It has been instructive to see which of this year’s early convictions have survived contact with reality. Precious metals are attempting to redeem their bull-market credentials, with gold and silver making a valiant effort to recover. The USD/JPY trade has recovered a majority of its post–rate-check slide, an uncomfortable reminder for those who chased the move lower. Meanwhile, at the tip of the risk spear, Bitcoin continues to trade heavy.
Most consensus trades are bruised, but still fighting.
The AI trade, however, has turned the page to a harsher chapter. Over the long arc, artificial intelligence should be pro-equity, and we believe it will be: productivity up, margins up, multiples justified. In the meantime, it is indiscriminately killing SaaS stocks.
The catalyst of the recent software slaughter is Anthropic’s new tooling, Claude Code and Cowork (as well as other “vibe-coding” startups), which repositioned AI capabilities from a clever assistant to a junior employee. While various business models are threatened, software-as-a-service is particularly vulnerable. AI-native firms can often offer quicker and cheaper solutions, meaning companies that once operated in a defensible sector are now at risk of competition from new players. Users with no coding experience can now build software, dramatically lowering the programming skill barrier and undermining rigid, one-size-fits-all products.
Markets are in a shoot-first, ask-questions-later environment. Guilty until proven innocent.
The other casualty is private equity’s decade-long software binge, something credit desks have started calling “Loan-aggedon.” Wall Street’s largest alternative-investment firms are under pressure, driven by fears that artificial intelligence-driven disruptions would cause steep losses on their books. Blue Owl (OWL US), built on financing software businesses and a name we hold short exposure to in the portfolio, now trades where it last did in September 2023.
The latest leg lower reflects mounting concerns about the fallout that AI will cause among software companies, many of whom received funding from alternative asset managers at lofty valuations.
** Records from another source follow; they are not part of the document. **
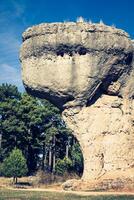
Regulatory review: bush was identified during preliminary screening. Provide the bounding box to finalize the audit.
[55,157,73,175]
[1,148,28,183]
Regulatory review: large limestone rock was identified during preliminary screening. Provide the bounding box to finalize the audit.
[20,22,134,189]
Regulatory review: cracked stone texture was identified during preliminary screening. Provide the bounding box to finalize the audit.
[20,22,134,191]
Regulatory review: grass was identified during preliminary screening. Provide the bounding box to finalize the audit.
[0,189,134,200]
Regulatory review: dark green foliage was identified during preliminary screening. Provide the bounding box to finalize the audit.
[1,149,28,183]
[0,84,83,177]
[56,157,73,175]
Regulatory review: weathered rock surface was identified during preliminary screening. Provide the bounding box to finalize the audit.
[20,22,134,191]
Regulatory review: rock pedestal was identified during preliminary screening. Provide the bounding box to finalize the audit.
[20,22,134,189]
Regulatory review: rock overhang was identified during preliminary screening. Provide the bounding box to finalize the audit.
[20,22,133,109]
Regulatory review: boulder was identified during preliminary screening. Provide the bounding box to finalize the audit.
[20,22,134,191]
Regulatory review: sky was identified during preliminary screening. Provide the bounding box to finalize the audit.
[0,0,134,91]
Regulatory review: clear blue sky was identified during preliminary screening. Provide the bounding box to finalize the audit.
[0,0,134,90]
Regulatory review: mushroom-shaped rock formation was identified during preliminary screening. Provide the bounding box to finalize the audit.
[20,22,134,189]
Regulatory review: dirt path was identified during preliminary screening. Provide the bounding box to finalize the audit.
[10,188,134,196]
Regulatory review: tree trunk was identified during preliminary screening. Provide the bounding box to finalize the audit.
[15,177,18,184]
[48,146,52,171]
[41,142,46,170]
[52,136,56,173]
[0,134,2,149]
[66,142,69,158]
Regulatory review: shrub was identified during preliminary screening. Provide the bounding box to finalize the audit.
[55,157,72,175]
[1,148,28,183]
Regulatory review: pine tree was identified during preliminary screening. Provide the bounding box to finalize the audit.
[2,148,28,183]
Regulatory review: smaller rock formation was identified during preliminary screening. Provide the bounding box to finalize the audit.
[20,22,134,189]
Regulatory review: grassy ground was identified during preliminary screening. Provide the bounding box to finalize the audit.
[0,189,134,200]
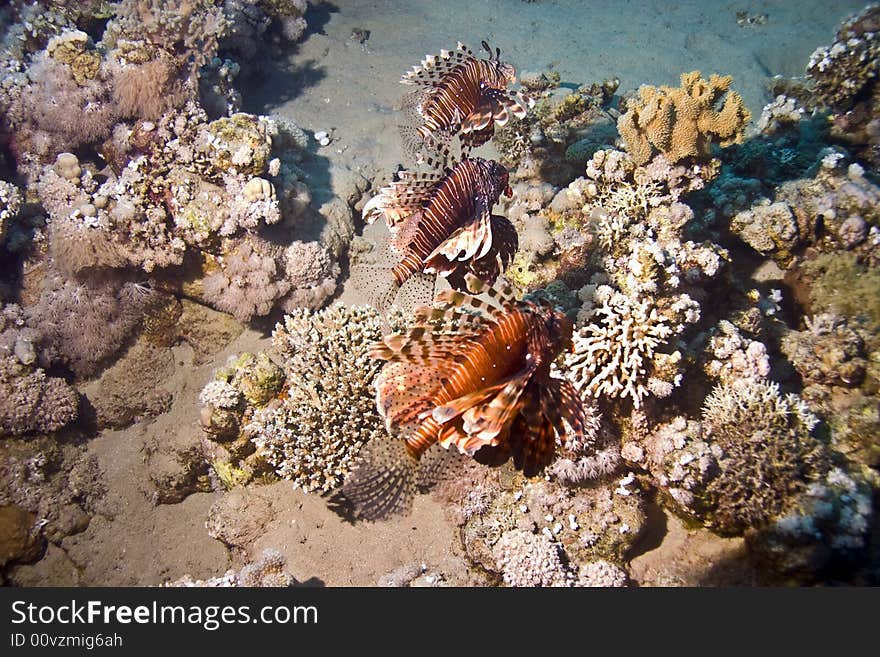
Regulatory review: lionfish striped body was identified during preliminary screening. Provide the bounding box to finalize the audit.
[343,275,584,518]
[400,41,534,163]
[363,158,518,306]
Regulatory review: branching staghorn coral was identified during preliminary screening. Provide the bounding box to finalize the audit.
[0,180,22,246]
[617,71,752,164]
[246,305,385,492]
[565,286,699,408]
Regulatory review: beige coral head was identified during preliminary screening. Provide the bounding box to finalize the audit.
[617,71,752,164]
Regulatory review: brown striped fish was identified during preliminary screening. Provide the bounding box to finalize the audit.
[363,158,519,311]
[342,274,584,519]
[399,41,535,164]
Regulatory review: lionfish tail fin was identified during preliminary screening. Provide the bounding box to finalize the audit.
[340,436,419,521]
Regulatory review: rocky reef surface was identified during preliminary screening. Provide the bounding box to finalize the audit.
[0,0,880,587]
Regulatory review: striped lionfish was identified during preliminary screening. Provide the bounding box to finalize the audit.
[342,275,584,519]
[400,41,535,164]
[363,158,519,310]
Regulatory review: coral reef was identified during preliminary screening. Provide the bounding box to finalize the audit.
[246,306,385,492]
[0,437,106,544]
[807,4,880,167]
[617,71,752,164]
[0,356,79,435]
[0,304,79,435]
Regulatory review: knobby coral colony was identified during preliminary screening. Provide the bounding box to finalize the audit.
[363,158,518,308]
[399,41,535,163]
[342,274,585,519]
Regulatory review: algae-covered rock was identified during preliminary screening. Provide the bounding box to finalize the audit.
[206,112,272,176]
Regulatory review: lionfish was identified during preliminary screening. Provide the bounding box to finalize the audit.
[342,275,585,520]
[363,158,519,310]
[399,41,535,164]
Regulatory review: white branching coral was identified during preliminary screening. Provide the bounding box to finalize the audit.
[705,319,770,383]
[565,286,699,408]
[246,305,385,492]
[494,529,572,587]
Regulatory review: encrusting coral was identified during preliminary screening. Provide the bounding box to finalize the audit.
[617,71,752,164]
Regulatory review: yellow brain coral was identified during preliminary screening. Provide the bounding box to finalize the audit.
[617,71,752,164]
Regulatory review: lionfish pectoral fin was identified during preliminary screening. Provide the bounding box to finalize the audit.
[461,97,496,133]
[349,265,400,315]
[545,379,587,442]
[424,205,492,266]
[341,436,419,520]
[375,362,454,432]
[510,398,556,477]
[390,211,423,253]
[400,43,474,87]
[490,214,519,269]
[361,194,385,224]
[397,124,457,171]
[462,371,531,443]
[431,383,504,424]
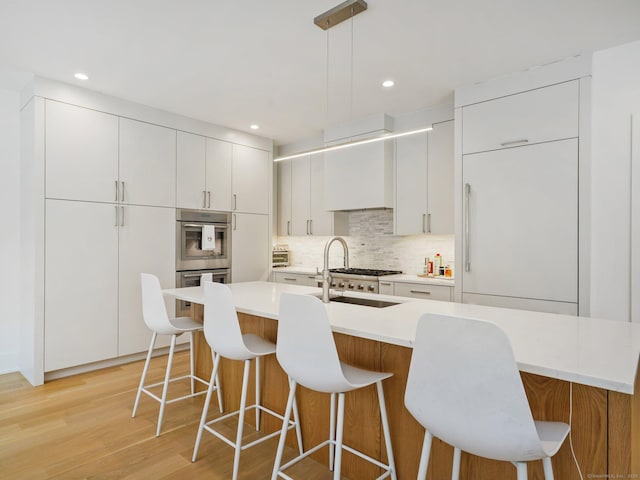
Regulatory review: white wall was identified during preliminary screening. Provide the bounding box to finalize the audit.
[0,88,20,374]
[591,41,640,321]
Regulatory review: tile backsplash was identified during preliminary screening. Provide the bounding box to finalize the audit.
[275,209,455,274]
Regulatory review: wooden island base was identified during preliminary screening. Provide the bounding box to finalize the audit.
[193,304,640,480]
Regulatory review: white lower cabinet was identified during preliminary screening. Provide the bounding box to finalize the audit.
[44,200,119,371]
[272,272,319,287]
[392,282,452,302]
[118,206,176,356]
[44,199,175,372]
[231,213,270,283]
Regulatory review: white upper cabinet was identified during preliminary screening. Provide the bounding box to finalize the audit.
[462,80,580,154]
[324,132,394,210]
[176,132,232,211]
[231,145,271,214]
[176,132,207,209]
[45,100,118,202]
[427,120,455,235]
[119,118,176,207]
[206,138,234,212]
[394,120,454,235]
[276,160,292,237]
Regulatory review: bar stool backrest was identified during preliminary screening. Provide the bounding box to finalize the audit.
[276,293,353,393]
[405,314,546,461]
[140,273,177,335]
[204,282,254,360]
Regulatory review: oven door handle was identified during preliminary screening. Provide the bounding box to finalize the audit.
[182,223,229,228]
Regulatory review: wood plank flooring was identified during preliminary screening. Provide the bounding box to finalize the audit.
[0,352,332,480]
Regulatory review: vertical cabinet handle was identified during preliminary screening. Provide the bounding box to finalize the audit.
[464,183,471,272]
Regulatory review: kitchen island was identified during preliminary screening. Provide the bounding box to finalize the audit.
[165,282,640,479]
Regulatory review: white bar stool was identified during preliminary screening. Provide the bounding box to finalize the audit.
[271,293,396,480]
[131,273,222,437]
[404,314,569,480]
[191,282,302,480]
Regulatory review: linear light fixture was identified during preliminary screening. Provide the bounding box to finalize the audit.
[313,0,367,30]
[273,127,433,162]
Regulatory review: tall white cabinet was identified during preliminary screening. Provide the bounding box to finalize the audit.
[456,63,589,315]
[393,120,455,235]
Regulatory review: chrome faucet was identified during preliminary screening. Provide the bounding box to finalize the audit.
[322,237,349,303]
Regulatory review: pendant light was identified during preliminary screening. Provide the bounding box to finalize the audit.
[273,0,433,162]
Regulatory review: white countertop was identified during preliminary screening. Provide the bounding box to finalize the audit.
[164,282,640,394]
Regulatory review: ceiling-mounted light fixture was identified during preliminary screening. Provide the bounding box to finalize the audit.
[273,0,433,162]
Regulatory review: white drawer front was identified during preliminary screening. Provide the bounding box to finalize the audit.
[462,80,579,154]
[393,282,451,302]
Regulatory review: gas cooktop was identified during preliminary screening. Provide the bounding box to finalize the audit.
[329,268,402,277]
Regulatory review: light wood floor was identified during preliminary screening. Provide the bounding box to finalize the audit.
[0,352,340,480]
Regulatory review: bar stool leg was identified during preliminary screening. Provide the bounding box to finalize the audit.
[333,392,344,480]
[211,348,224,413]
[271,380,302,480]
[256,357,261,431]
[131,332,158,418]
[233,360,251,480]
[156,335,176,437]
[376,381,397,480]
[418,430,433,480]
[542,457,553,480]
[451,447,462,480]
[191,355,220,462]
[189,332,196,395]
[329,393,336,471]
[516,462,527,480]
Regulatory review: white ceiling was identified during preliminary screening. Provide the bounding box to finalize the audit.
[0,0,640,144]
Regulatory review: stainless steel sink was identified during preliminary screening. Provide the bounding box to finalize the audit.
[314,295,399,308]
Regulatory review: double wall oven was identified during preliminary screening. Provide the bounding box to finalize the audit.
[176,210,231,316]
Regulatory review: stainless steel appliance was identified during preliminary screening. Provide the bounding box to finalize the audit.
[176,268,231,317]
[329,268,402,293]
[176,210,231,272]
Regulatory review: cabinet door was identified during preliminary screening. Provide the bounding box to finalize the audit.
[118,205,176,355]
[458,139,578,302]
[45,100,118,202]
[427,120,455,235]
[232,145,271,214]
[393,132,428,235]
[120,118,176,207]
[394,282,451,302]
[44,200,119,372]
[310,155,340,235]
[277,160,292,237]
[462,80,580,154]
[207,138,232,212]
[291,157,311,236]
[231,213,270,282]
[176,132,207,209]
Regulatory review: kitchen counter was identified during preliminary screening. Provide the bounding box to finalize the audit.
[165,282,640,394]
[165,282,640,480]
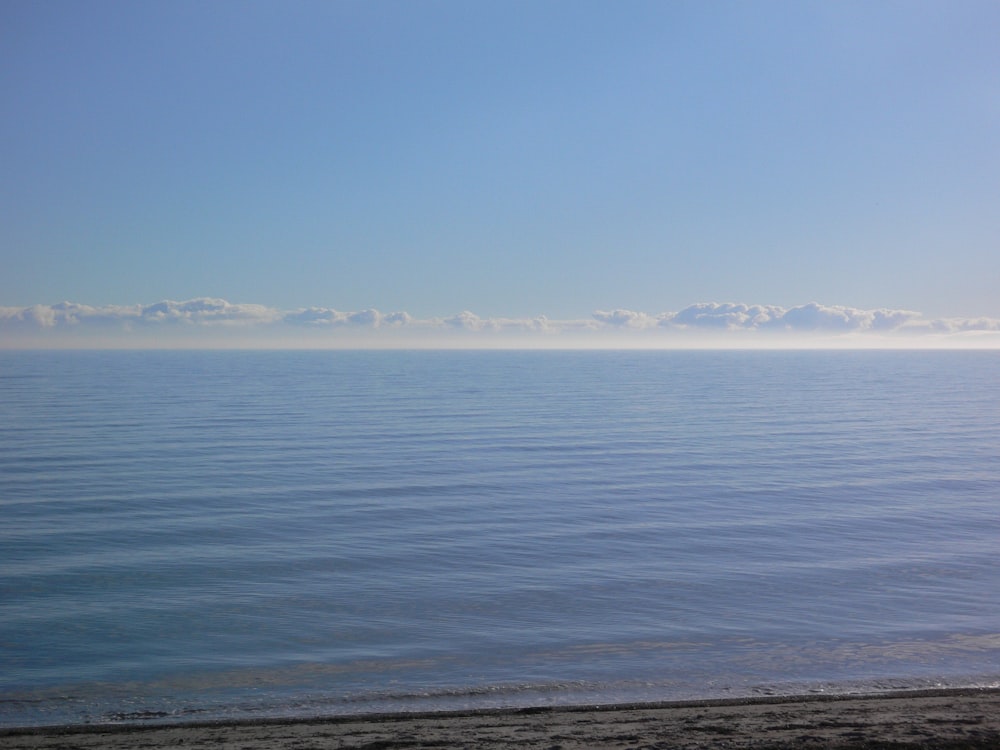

UBS Group AG analysts this week estimated that private credit could see default rates surge to as high as 13% if the disruption is aggressive.
Anxiety about software has been simmering for months, but in recent weeks has boiled over into the leveraged-loan market, and this week the splash reached alternatives and business development companies (BDCs). Shares of BDCs, which pool private credit loans, have also hit multi-year lows as investors assess the level of software exposure in their portfolios. The lack of reporting means that while shares may trade daily, their portfolio health is only updated quarterly.